From that point, a confrontation arises between the two families. Nader is interrogated by the Iranian authorities, while Razieh’s husband becomes more aggressive since he feels that the authorities are prejudiced against him due to his class.
The film’s minimalist form downplays issues of content and brings to the surface issues of gender and class oppression in the Iranian society. In the end, we realise that Nader was not guilty for Razieh’s miscarriage, but the film’s intricate texture has managed to reveal issues dealing with prejudice against people from lower class backgrounds, the oppressive role of religion and theocracy in Iranian society and the thin boundaries between right and wrong, justice and injustice.
Nader’s daughter and his wife seem to question him even when his innocence is proved. The audience is left perplexed, since the film’s ending frustrates character identification and our temporary siding with Simin’s family.
Asghar Farhadi uses this simple story as a means of guiding us from the particular (a family story) to the general (broader social relationships). The story’s open-endedness negates any sense of paternalistic preaching and foregrounds its respect towards the audience which is not simply asked to consume a drama.
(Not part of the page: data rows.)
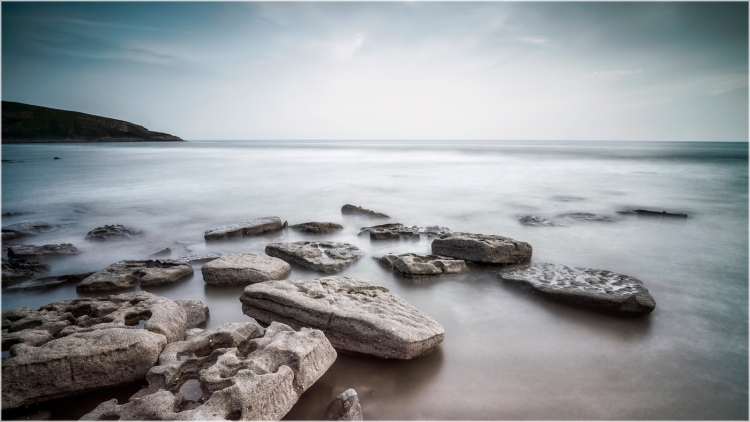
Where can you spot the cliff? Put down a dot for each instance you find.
(27, 123)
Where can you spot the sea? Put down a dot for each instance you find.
(507, 353)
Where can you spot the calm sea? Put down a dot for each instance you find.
(507, 354)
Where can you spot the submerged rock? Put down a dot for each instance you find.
(355, 314)
(246, 228)
(77, 345)
(598, 289)
(413, 265)
(232, 372)
(489, 249)
(329, 257)
(126, 274)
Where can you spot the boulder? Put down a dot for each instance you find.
(488, 249)
(232, 372)
(345, 407)
(246, 228)
(244, 268)
(585, 287)
(317, 227)
(126, 274)
(355, 210)
(412, 265)
(72, 346)
(356, 315)
(329, 257)
(23, 251)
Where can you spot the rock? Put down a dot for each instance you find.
(598, 289)
(113, 232)
(414, 266)
(351, 209)
(22, 251)
(244, 268)
(345, 407)
(232, 372)
(489, 249)
(48, 282)
(126, 274)
(21, 269)
(329, 257)
(317, 227)
(196, 311)
(245, 228)
(355, 314)
(77, 345)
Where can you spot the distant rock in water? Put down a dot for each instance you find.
(27, 123)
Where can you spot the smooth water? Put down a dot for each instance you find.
(507, 354)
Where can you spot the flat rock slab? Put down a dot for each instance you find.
(329, 257)
(412, 265)
(355, 210)
(317, 227)
(232, 372)
(126, 274)
(244, 268)
(246, 228)
(355, 314)
(113, 232)
(597, 289)
(488, 249)
(24, 251)
(72, 346)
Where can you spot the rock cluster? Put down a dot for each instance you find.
(355, 314)
(232, 372)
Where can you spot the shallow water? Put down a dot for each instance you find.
(507, 354)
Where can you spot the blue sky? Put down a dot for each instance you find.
(396, 70)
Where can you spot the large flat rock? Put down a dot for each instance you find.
(232, 372)
(590, 288)
(488, 249)
(355, 314)
(246, 228)
(244, 268)
(77, 345)
(329, 257)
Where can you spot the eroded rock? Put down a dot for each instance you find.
(355, 314)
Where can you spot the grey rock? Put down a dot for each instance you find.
(590, 288)
(245, 228)
(126, 274)
(317, 227)
(488, 249)
(345, 407)
(72, 346)
(329, 257)
(355, 210)
(356, 315)
(244, 268)
(232, 372)
(24, 251)
(412, 265)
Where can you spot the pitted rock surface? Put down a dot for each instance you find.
(599, 289)
(232, 372)
(77, 345)
(329, 257)
(126, 274)
(356, 315)
(415, 266)
(246, 228)
(317, 227)
(244, 268)
(488, 249)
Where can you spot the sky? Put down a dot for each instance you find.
(665, 71)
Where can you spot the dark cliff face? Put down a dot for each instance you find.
(28, 123)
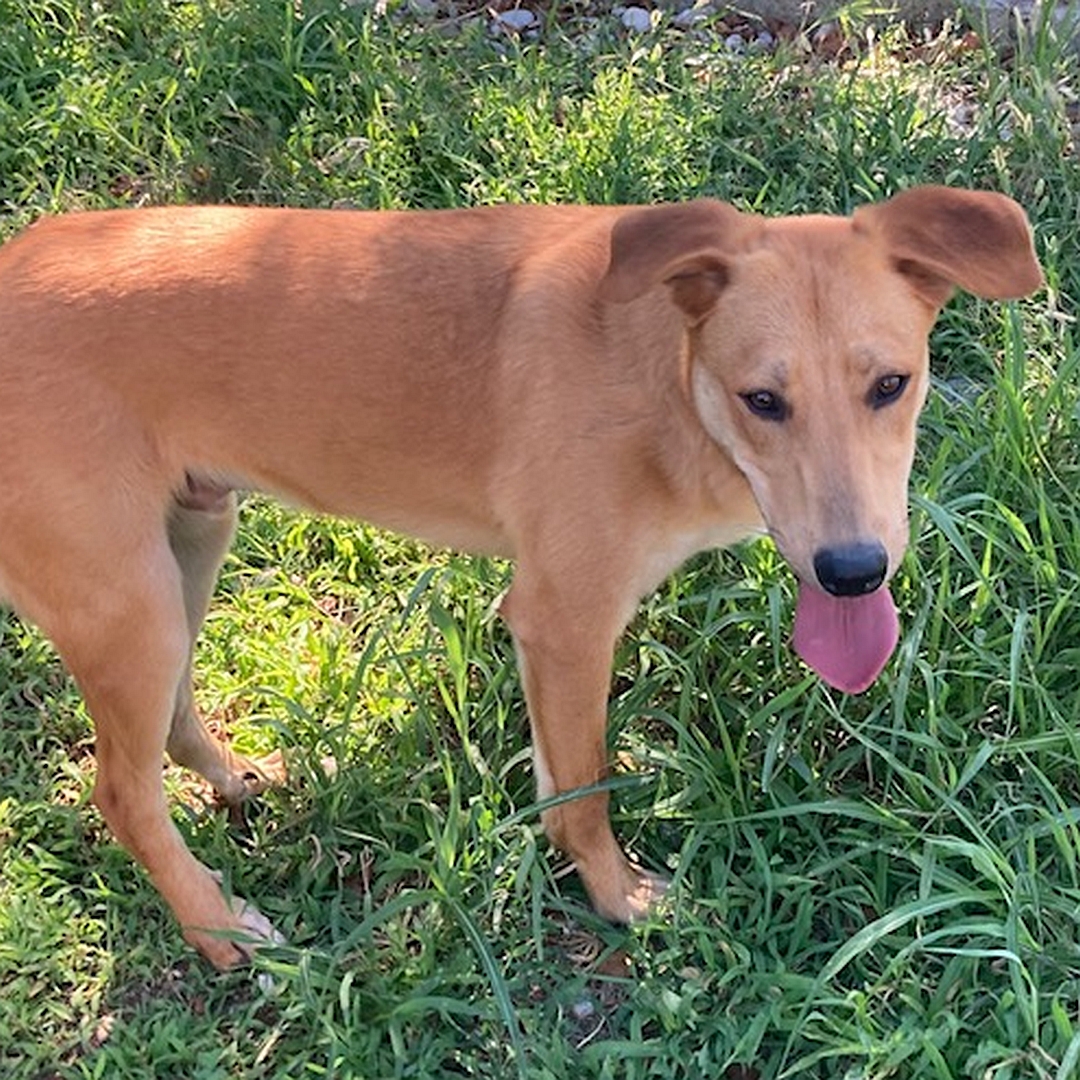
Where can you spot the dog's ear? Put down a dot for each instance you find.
(941, 238)
(686, 245)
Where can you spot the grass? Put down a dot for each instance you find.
(876, 887)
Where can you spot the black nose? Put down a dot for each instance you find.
(851, 569)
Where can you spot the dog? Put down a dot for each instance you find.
(594, 392)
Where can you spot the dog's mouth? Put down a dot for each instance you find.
(846, 639)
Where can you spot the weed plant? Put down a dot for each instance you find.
(876, 887)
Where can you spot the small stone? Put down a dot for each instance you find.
(636, 19)
(691, 16)
(515, 21)
(582, 1009)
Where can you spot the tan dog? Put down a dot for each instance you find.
(597, 392)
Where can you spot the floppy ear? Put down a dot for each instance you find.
(687, 245)
(941, 238)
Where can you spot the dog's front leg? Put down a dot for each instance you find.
(565, 639)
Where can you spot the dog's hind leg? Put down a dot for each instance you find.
(201, 526)
(116, 611)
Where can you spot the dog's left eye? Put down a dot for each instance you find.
(887, 390)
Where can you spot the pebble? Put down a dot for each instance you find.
(636, 19)
(582, 1009)
(515, 21)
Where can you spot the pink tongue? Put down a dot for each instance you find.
(846, 639)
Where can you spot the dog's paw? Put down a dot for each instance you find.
(241, 929)
(630, 895)
(256, 929)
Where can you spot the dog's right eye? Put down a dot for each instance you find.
(766, 404)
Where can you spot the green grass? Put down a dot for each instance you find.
(875, 887)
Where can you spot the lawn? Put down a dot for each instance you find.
(885, 886)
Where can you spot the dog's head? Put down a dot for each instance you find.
(807, 363)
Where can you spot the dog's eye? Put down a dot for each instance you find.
(766, 404)
(887, 390)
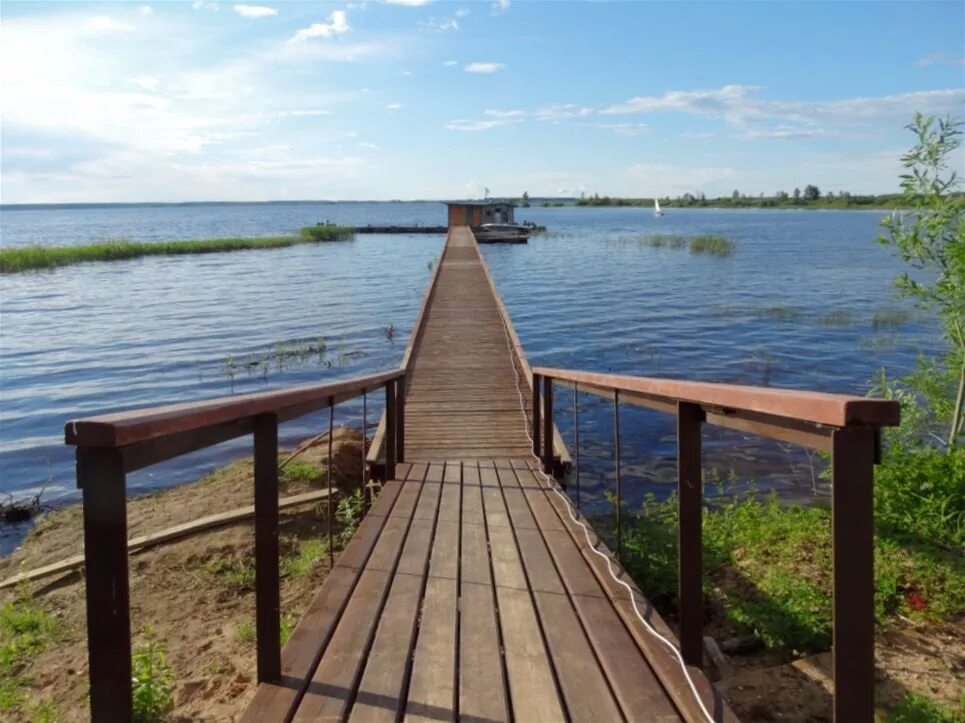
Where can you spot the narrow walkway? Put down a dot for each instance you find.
(462, 401)
(469, 594)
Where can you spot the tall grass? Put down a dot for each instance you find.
(26, 258)
(714, 245)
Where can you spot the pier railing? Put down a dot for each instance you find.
(110, 446)
(847, 427)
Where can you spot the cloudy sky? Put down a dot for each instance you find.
(191, 101)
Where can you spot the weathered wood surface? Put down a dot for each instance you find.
(468, 593)
(462, 400)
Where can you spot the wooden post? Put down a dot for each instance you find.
(400, 419)
(852, 522)
(689, 534)
(391, 430)
(616, 462)
(100, 474)
(548, 425)
(536, 413)
(267, 592)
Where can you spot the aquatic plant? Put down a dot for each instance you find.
(327, 232)
(26, 258)
(714, 245)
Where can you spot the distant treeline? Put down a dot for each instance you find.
(810, 197)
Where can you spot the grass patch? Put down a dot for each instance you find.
(915, 708)
(25, 632)
(152, 679)
(297, 471)
(890, 318)
(779, 313)
(768, 570)
(26, 258)
(713, 245)
(238, 575)
(836, 320)
(301, 563)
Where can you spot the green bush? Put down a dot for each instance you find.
(152, 680)
(327, 232)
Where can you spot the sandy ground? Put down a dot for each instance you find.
(201, 614)
(180, 589)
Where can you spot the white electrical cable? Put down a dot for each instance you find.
(551, 483)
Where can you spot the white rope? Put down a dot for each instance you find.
(551, 483)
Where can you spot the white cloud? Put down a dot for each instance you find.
(624, 129)
(479, 125)
(659, 179)
(337, 25)
(740, 104)
(784, 133)
(254, 11)
(441, 26)
(942, 58)
(484, 67)
(106, 24)
(147, 82)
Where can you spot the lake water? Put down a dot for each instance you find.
(794, 306)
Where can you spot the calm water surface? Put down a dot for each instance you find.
(794, 306)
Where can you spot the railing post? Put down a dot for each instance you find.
(548, 425)
(267, 592)
(616, 461)
(689, 534)
(400, 419)
(852, 522)
(536, 413)
(391, 430)
(100, 474)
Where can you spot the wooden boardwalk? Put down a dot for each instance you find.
(462, 401)
(468, 592)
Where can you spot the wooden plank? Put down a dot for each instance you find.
(482, 691)
(662, 662)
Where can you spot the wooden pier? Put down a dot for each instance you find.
(472, 589)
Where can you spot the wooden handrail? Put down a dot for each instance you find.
(816, 408)
(109, 446)
(141, 425)
(847, 427)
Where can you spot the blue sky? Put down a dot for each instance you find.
(182, 101)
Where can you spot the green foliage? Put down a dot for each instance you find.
(920, 495)
(915, 708)
(349, 512)
(768, 569)
(714, 245)
(238, 575)
(25, 632)
(152, 680)
(327, 232)
(25, 258)
(931, 240)
(297, 471)
(301, 563)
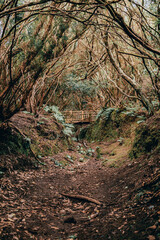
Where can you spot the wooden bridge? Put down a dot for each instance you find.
(80, 116)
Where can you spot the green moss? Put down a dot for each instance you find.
(147, 139)
(116, 124)
(12, 142)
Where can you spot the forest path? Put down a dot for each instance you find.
(33, 206)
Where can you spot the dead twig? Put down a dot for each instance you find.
(81, 197)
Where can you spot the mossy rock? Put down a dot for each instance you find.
(147, 138)
(12, 142)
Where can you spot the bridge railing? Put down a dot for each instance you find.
(80, 116)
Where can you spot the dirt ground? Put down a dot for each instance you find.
(90, 191)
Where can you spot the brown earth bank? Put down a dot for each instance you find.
(86, 191)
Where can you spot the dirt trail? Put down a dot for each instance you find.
(33, 206)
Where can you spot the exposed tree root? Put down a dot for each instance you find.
(81, 197)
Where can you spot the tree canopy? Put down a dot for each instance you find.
(76, 52)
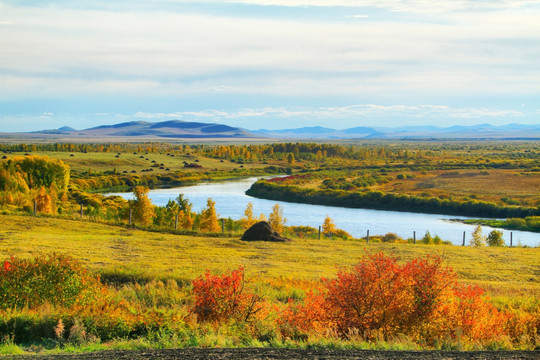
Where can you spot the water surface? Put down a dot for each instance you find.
(231, 201)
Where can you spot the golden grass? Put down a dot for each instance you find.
(102, 161)
(502, 271)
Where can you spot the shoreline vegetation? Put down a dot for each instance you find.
(380, 201)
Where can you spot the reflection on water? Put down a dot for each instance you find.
(231, 201)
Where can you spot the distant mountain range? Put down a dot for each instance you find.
(196, 130)
(164, 129)
(483, 131)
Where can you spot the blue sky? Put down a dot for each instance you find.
(269, 63)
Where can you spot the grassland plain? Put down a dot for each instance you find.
(123, 254)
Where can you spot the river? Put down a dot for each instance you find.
(231, 201)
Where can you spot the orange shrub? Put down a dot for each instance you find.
(379, 298)
(220, 298)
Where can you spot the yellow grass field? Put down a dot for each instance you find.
(504, 272)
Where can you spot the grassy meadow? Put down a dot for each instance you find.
(128, 254)
(158, 286)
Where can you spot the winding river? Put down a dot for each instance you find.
(231, 201)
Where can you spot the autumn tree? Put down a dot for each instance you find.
(329, 227)
(143, 210)
(478, 239)
(185, 218)
(44, 202)
(209, 218)
(249, 219)
(290, 159)
(276, 218)
(495, 238)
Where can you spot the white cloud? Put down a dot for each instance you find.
(444, 50)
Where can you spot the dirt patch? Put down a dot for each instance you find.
(286, 354)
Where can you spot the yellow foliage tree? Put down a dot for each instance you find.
(209, 217)
(185, 220)
(276, 218)
(143, 210)
(248, 220)
(328, 226)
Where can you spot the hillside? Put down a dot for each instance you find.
(144, 129)
(482, 131)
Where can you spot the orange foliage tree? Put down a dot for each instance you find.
(380, 298)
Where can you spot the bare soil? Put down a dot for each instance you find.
(285, 354)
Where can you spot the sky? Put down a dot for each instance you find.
(269, 64)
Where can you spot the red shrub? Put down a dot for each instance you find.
(380, 298)
(223, 297)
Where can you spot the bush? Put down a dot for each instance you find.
(56, 279)
(379, 298)
(495, 238)
(220, 298)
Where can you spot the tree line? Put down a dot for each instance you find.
(386, 201)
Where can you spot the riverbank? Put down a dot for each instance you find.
(381, 201)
The film’s form is also telling in this respect. The minimalist style draws our attention to the materiality of space and the constantly shifting power dynamics within it. Furthermore, the minimum dialogue and the lack of extra-diegetic music do not force any emotions to the viewer, instead asking him/her to make sense of the material and not simply consume a dramatic narrative. Equally important is that the film avoids oversimplistic condemnations of the Iranian regime, showing that oppression can be propagated unconsciously, even by those who are at the bottom of society.